There was considerable excitement in our office when
news of new employee spread. I was
curious about the interest the entrant generated, as people come and go in an organisation. The women were whispering and the men
sniggering. Like Alice, I was getting curioser and curioser
till she appeared - a chic, well-dressed attractive lady. Later I was to know that what added charm to
the whole package was that she was a divorcee.
The poor lady had no respite
from the endless stream of men visiting her table for trivial things. From managers to clerks, everyone stopped to
say a few words to her. The women kept
themselves busy speculating on who would 'catch' her.
All this time, the victim was
unaware of the stir she was causing. Her
name was coupled with several men in the office on the strength of the time
they spent at her desk and for no fault of hers; she became the bone of
contention between office romancers. Things
came to a head when she quit, out of sheer disgust.
This is how our society treats
the single woman- especially a divorcee.
The unmarried singles are perceived as possible targets but a divorcee
is easy prey. That's because she
is supposed to be a woman of the world, aware of the facts of life and its
repercussions and above all, lonely enough to welcome the advances of men.
How mistaken they are! The divorcee is like a burnt child fearing
the painted devil. She has gone through
a trauma, which only she can understand and is in the process of rising above
it. After a period of companionship and
shared life, however unpleasant, she is lonely and shies away from confiding in
people. She also has a guilt complex
deep within and perhaps indulges in self-reproach. She is afraid to seek fresh company, wary of
strangers and skeptical of past associates lest they reopen wounds.
It is in this state of mind
that she seeks solace and perhaps a livelihood, in a job. There is also an urge to prove to herself
that she is not a failure.

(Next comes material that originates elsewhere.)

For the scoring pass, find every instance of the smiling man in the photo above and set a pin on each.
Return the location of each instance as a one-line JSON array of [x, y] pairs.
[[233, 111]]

She wants to
throw herself into her job, forget the gnawing desolation within and find a new
purpose in life
But what happens? She is looked upon as free for all just
because she does not have a man beside her called ‘husband’. She is stigmatized because she has no staying
power to stay in a marriage that did not work.
She is maligned because she has the courage to opt out of a situation
she cannot stomach. She dare not make
one false move or she only she will be crucified further.
I remember the agony of Sally, an American
who married an Indian. Two, lovely
children later her husband started a torrid affair with a friend. Sally took it in her stride for seven years
and made no move. There was so much
pressure from her friends and well wishers to call it a day- seek a divorce
and go back to the US
rather than live as a rejected wife. But
Sally kept quiet.
For some reason, the affair
blew over and the errant husband came back to his wife. What made Sally go through the miserable
experience? ''I dreaded the prospect of
being a divorcee", she confessed. "It
can be very lonely and society even in the West is not too kind to such women:
I preferred a rocky marriage to the pain of loneliness. So I stuck it out and my patience has been
rewarded."
When are things going to be
better for women? Who will answer this?